1769. Minimum Number of Operations to Move All Balls to Each Box

You have n boxes. You are given a binary string boxes of length n, where boxes[i] is ‘0’ if the ith box is empty, and ‘1’ if it contains one ball.

In one operation, you can move one ball from a box to an adjacent box. Box i is adjacent to box j if abs(i - j) == 1. Note that after doing so, there may be more than one ball in some boxes.

Return an array answer of size n, where answer[i] is the minimum number of operations needed to move all the balls to the ith box.

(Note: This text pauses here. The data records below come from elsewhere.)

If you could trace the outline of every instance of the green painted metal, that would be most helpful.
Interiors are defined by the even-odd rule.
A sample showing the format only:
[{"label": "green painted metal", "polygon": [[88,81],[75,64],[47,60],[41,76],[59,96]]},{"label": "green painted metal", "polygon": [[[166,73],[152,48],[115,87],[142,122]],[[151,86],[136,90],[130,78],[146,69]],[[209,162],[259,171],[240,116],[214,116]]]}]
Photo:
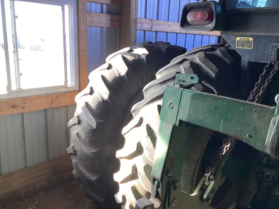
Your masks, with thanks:
[{"label": "green painted metal", "polygon": [[182,120],[206,127],[269,153],[265,141],[276,107],[184,90],[179,109],[177,125]]},{"label": "green painted metal", "polygon": [[[167,86],[152,174],[152,195],[161,200],[158,208],[215,208],[210,203],[230,152],[215,176],[201,181],[207,189],[194,190],[198,166],[212,130],[268,153],[265,141],[270,122],[278,116],[276,110],[276,107]],[[146,206],[139,208],[154,208],[150,201],[142,200],[139,205]]]}]

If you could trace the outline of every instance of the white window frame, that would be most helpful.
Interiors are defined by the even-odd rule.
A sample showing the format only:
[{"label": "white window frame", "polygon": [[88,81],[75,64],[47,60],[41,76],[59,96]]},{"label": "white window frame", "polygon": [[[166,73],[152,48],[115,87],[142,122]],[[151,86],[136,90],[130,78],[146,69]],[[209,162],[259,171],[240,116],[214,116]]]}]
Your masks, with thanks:
[{"label": "white window frame", "polygon": [[[43,4],[47,4],[50,5],[59,5],[61,6],[62,9],[62,19],[63,19],[63,46],[64,46],[64,76],[65,81],[64,85],[62,86],[50,86],[43,88],[29,89],[26,90],[12,90],[12,81],[11,78],[11,71],[14,70],[11,69],[10,67],[11,62],[13,61],[15,65],[16,64],[16,62],[14,60],[14,58],[10,57],[11,54],[11,52],[9,51],[10,49],[11,46],[8,45],[8,39],[7,37],[7,28],[6,24],[6,16],[5,13],[9,12],[10,11],[5,11],[6,5],[4,5],[4,3],[10,4],[9,1],[26,1],[33,3],[40,3]],[[2,23],[3,25],[3,33],[4,38],[4,49],[5,55],[5,61],[6,61],[6,68],[7,72],[7,93],[0,94],[0,100],[13,99],[18,97],[23,97],[26,96],[37,96],[44,94],[48,94],[55,93],[64,92],[67,91],[72,91],[78,90],[79,90],[79,74],[78,74],[78,8],[77,8],[77,0],[0,0],[1,3],[1,14],[2,14]],[[72,31],[70,33],[69,35],[69,42],[70,42],[70,55],[69,55],[71,57],[71,62],[70,62],[71,70],[70,74],[71,74],[71,79],[72,79],[72,83],[74,79],[74,84],[71,86],[68,86],[67,84],[67,60],[66,60],[66,39],[65,39],[65,5],[70,5],[72,7],[72,10],[69,10],[69,22],[70,26],[69,29]],[[12,29],[12,30],[15,30],[15,28]],[[2,32],[2,31],[0,31]],[[16,37],[14,38],[13,42],[16,42]],[[11,43],[10,43],[10,44]],[[15,46],[12,47],[16,47],[17,49],[17,46],[16,45]],[[0,50],[1,49],[0,48]],[[14,53],[15,54],[15,53]],[[17,58],[18,59],[18,58]],[[1,75],[0,75],[1,76]]]}]

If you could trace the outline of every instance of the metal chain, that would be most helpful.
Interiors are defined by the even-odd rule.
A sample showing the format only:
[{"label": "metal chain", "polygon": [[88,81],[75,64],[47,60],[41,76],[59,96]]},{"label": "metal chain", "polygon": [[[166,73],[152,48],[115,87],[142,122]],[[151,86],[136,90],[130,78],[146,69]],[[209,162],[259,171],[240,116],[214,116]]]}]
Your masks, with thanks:
[{"label": "metal chain", "polygon": [[[256,83],[255,85],[255,87],[254,89],[251,91],[251,93],[250,94],[250,96],[249,98],[247,100],[248,102],[253,102],[256,103],[258,99],[259,99],[259,97],[262,95],[263,92],[264,91],[266,87],[268,85],[268,84],[271,81],[271,79],[276,71],[279,68],[279,61],[278,61],[276,64],[274,65],[274,68],[272,70],[271,72],[270,73],[270,75],[268,76],[268,77],[265,80],[265,82],[264,84],[262,87],[260,92],[258,94],[256,95],[255,98],[254,98],[255,94],[256,93],[256,91],[257,89],[259,88],[260,86],[260,83],[262,81],[262,80],[268,71],[270,67],[271,64],[272,63],[272,59],[270,58],[268,60],[268,63],[266,65],[264,68],[264,72],[263,73],[260,75],[260,77],[259,78],[259,81]],[[216,169],[220,165],[220,164],[223,159],[223,157],[224,155],[227,152],[229,149],[230,149],[230,146],[232,144],[232,143],[233,142],[235,137],[233,137],[231,136],[228,136],[224,141],[223,141],[223,145],[221,147],[219,148],[218,150],[218,154],[215,156],[214,158],[214,160],[210,165],[206,168],[205,169],[205,172],[206,172],[207,176],[209,177],[210,178],[212,178],[213,175],[216,170]]]}]

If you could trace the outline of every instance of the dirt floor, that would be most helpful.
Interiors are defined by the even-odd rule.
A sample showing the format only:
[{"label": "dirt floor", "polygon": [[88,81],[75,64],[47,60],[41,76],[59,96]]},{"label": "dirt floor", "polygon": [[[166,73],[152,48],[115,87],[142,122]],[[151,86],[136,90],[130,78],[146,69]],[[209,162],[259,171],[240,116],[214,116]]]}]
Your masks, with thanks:
[{"label": "dirt floor", "polygon": [[100,209],[87,198],[76,179],[1,204],[0,209]]}]

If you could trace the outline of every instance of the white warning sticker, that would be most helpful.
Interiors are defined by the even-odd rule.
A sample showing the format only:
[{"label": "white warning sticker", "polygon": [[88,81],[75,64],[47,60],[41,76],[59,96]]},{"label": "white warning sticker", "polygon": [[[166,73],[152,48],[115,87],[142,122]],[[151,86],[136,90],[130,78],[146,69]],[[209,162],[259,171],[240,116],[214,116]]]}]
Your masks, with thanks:
[{"label": "white warning sticker", "polygon": [[253,48],[253,38],[236,37],[235,46],[237,48],[251,49]]}]

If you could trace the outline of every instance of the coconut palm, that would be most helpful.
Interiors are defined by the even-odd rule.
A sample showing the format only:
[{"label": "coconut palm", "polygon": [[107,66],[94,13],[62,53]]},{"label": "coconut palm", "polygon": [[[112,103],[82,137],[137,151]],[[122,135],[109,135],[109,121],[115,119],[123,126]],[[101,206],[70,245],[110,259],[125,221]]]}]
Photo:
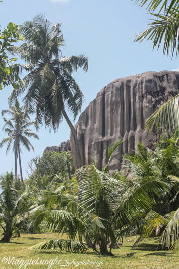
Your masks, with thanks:
[{"label": "coconut palm", "polygon": [[152,13],[154,19],[150,20],[149,28],[135,36],[135,41],[141,42],[144,39],[153,41],[153,49],[157,47],[158,49],[163,44],[163,54],[171,55],[171,58],[175,54],[179,55],[179,40],[178,29],[179,26],[179,13],[173,13],[166,9],[167,15]]},{"label": "coconut palm", "polygon": [[3,127],[3,130],[4,130],[5,133],[8,134],[8,136],[3,139],[0,142],[0,147],[2,147],[5,144],[7,144],[6,153],[7,154],[11,146],[13,144],[13,151],[15,156],[15,176],[17,177],[17,159],[18,158],[21,179],[23,191],[24,191],[25,187],[21,160],[21,144],[28,151],[30,151],[30,148],[32,148],[34,151],[33,146],[26,137],[37,138],[37,139],[39,139],[39,138],[36,134],[32,132],[31,130],[28,129],[31,125],[34,125],[34,122],[30,121],[27,112],[24,111],[24,107],[20,107],[17,100],[15,102],[14,105],[10,105],[9,110],[2,110],[2,116],[5,114],[10,114],[12,118],[9,120],[7,120],[5,117],[3,118],[5,125]]},{"label": "coconut palm", "polygon": [[179,128],[179,94],[156,110],[147,120],[144,131],[150,127],[150,132],[155,129],[168,136]]},{"label": "coconut palm", "polygon": [[[139,222],[155,205],[152,194],[160,195],[168,187],[166,183],[152,177],[132,181],[120,177],[116,172],[113,174],[114,177],[109,174],[112,154],[122,142],[120,140],[113,147],[109,147],[107,165],[104,172],[97,169],[95,162],[95,165],[87,165],[79,170],[81,179],[78,197],[80,202],[77,197],[62,193],[62,186],[53,191],[45,190],[40,193],[39,206],[31,211],[32,225],[38,227],[43,222],[45,228],[56,229],[59,233],[68,229],[69,238],[66,241],[46,241],[34,248],[57,247],[83,252],[87,251],[87,246],[97,251],[98,245],[100,253],[112,255],[112,247],[122,234],[120,232]],[[148,219],[143,223],[147,226],[152,221],[155,226],[161,220],[153,216],[150,221]],[[152,225],[146,230],[149,233],[154,228]],[[82,238],[86,245],[82,244]]]},{"label": "coconut palm", "polygon": [[148,5],[147,9],[150,11],[154,11],[157,8],[160,7],[160,12],[164,9],[166,9],[167,5],[169,7],[168,11],[173,9],[176,12],[179,10],[178,0],[135,0],[136,3],[139,3],[141,6],[145,4]]},{"label": "coconut palm", "polygon": [[4,231],[1,239],[4,242],[9,243],[18,225],[25,220],[24,213],[29,208],[28,196],[26,192],[22,194],[20,182],[12,172],[0,177],[0,226]]},{"label": "coconut palm", "polygon": [[29,74],[22,79],[19,89],[13,90],[10,99],[27,89],[24,100],[28,110],[35,108],[37,127],[44,120],[45,126],[50,130],[53,127],[55,131],[64,117],[74,138],[80,167],[82,164],[76,132],[65,106],[75,119],[81,109],[83,95],[71,74],[79,68],[86,72],[88,59],[83,55],[63,56],[64,39],[60,27],[61,24],[52,25],[44,16],[38,14],[33,21],[26,22],[19,27],[25,43],[14,47],[14,54],[28,63],[16,65],[19,72],[26,70]]}]

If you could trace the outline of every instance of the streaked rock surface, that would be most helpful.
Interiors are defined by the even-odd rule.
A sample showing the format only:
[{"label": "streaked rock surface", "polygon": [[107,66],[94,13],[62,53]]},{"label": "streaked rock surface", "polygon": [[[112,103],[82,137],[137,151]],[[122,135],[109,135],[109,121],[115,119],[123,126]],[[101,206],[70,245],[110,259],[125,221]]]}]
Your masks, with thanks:
[{"label": "streaked rock surface", "polygon": [[[121,168],[122,156],[134,150],[139,141],[151,148],[155,134],[142,133],[146,121],[161,104],[179,93],[179,72],[146,72],[121,78],[109,83],[80,116],[74,125],[83,164],[97,161],[106,165],[108,147],[119,138],[125,141],[115,151],[110,169]],[[77,168],[73,136],[71,149]]]}]

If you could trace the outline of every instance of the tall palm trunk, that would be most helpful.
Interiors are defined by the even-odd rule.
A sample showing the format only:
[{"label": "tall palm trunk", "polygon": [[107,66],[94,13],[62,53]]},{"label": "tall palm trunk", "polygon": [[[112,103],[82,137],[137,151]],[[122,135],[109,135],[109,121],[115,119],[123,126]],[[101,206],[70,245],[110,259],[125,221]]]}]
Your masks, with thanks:
[{"label": "tall palm trunk", "polygon": [[23,178],[22,177],[22,165],[21,165],[21,153],[20,151],[19,144],[18,144],[18,157],[19,157],[19,168],[20,172],[21,174],[21,179],[22,181],[22,188],[23,189],[23,192],[25,191],[25,186],[23,181]]},{"label": "tall palm trunk", "polygon": [[15,137],[15,147],[14,149],[14,157],[15,157],[15,171],[14,175],[17,177],[17,149],[18,149],[18,134],[19,134],[19,120],[17,119],[16,123],[16,137]]},{"label": "tall palm trunk", "polygon": [[79,145],[78,143],[77,133],[75,130],[74,127],[73,127],[72,123],[70,121],[70,119],[68,117],[67,114],[63,106],[61,107],[61,111],[62,112],[63,116],[64,117],[65,119],[66,120],[66,122],[68,123],[68,125],[70,128],[72,133],[73,134],[73,138],[74,139],[75,146],[75,150],[76,150],[76,152],[77,154],[78,168],[80,168],[80,167],[82,166],[82,161],[81,154],[80,154],[80,147],[79,147]]}]

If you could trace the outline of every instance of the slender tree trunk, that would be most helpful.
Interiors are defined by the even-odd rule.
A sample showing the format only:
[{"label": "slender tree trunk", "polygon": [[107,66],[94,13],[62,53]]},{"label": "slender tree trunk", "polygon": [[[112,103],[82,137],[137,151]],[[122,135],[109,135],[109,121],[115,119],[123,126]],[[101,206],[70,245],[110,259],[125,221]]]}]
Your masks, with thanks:
[{"label": "slender tree trunk", "polygon": [[22,182],[22,188],[23,189],[23,192],[24,192],[25,191],[25,186],[24,186],[24,181],[23,181],[23,178],[22,177],[22,165],[21,165],[21,152],[20,152],[19,144],[18,144],[18,156],[19,156],[20,172],[21,174],[21,182]]},{"label": "slender tree trunk", "polygon": [[133,245],[133,246],[132,247],[132,248],[131,249],[135,249],[135,247],[136,247],[136,246],[137,244],[138,244],[139,243],[140,243],[141,241],[141,237],[139,236],[139,237],[137,239],[137,240],[136,241],[136,242],[134,243],[134,245]]},{"label": "slender tree trunk", "polygon": [[17,233],[18,234],[18,237],[21,237],[21,234],[20,233],[20,231],[19,230],[18,230],[17,231]]},{"label": "slender tree trunk", "polygon": [[76,152],[77,154],[78,168],[80,168],[80,167],[82,166],[82,161],[81,159],[81,154],[80,154],[80,147],[79,147],[79,145],[78,143],[77,133],[75,130],[74,127],[73,127],[72,123],[70,121],[70,119],[68,117],[67,114],[64,109],[64,107],[62,106],[61,107],[61,110],[62,110],[62,112],[63,115],[63,116],[64,117],[65,119],[66,120],[66,122],[68,123],[68,125],[70,128],[70,129],[73,134],[73,138],[74,139],[75,146],[75,150],[76,150]]},{"label": "slender tree trunk", "polygon": [[17,147],[18,147],[18,133],[19,133],[19,121],[16,122],[16,131],[15,137],[15,147],[14,149],[14,157],[15,157],[15,170],[14,175],[17,177]]},{"label": "slender tree trunk", "polygon": [[12,234],[13,233],[10,228],[9,227],[7,227],[6,229],[4,236],[1,241],[5,243],[9,243]]},{"label": "slender tree trunk", "polygon": [[66,166],[67,166],[67,173],[68,173],[68,175],[69,175],[69,179],[70,179],[70,180],[71,180],[72,178],[71,178],[71,175],[70,174],[70,168],[69,163],[68,160],[67,159],[66,160]]}]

Each answer[i] is calculated considering the initial state of the boxes.

class Solution {
public:
    vector<int> minOperations(string boxes) {
        vector<int> ans(boxes.length(), 0);
        int lower = boxes[0] == '0' ? 0 : 1, lowerCnt = boxes[0] == '0' ? 0 : 1;
        int upper = 0, upperCnt = 0;
        for(int i = 1; i < boxes.length(); i++) {
            if(boxes[i] == '1') {
                upper += i;
                upperCnt++;
            }
        }
        ans[0] = upper;
        for(int i = 1; i < ans.size(); i++) {
            if(boxes[i] == '1') {
                upperCnt--;
                upper--;
            }
            upper -= upperCnt;
            ans[i] = lower + upper;
            lower += lowerCnt;
            if(boxes[i] == '1') {
                lowerCnt++;
                lower++;
            }
        }

        return ans;
    }
};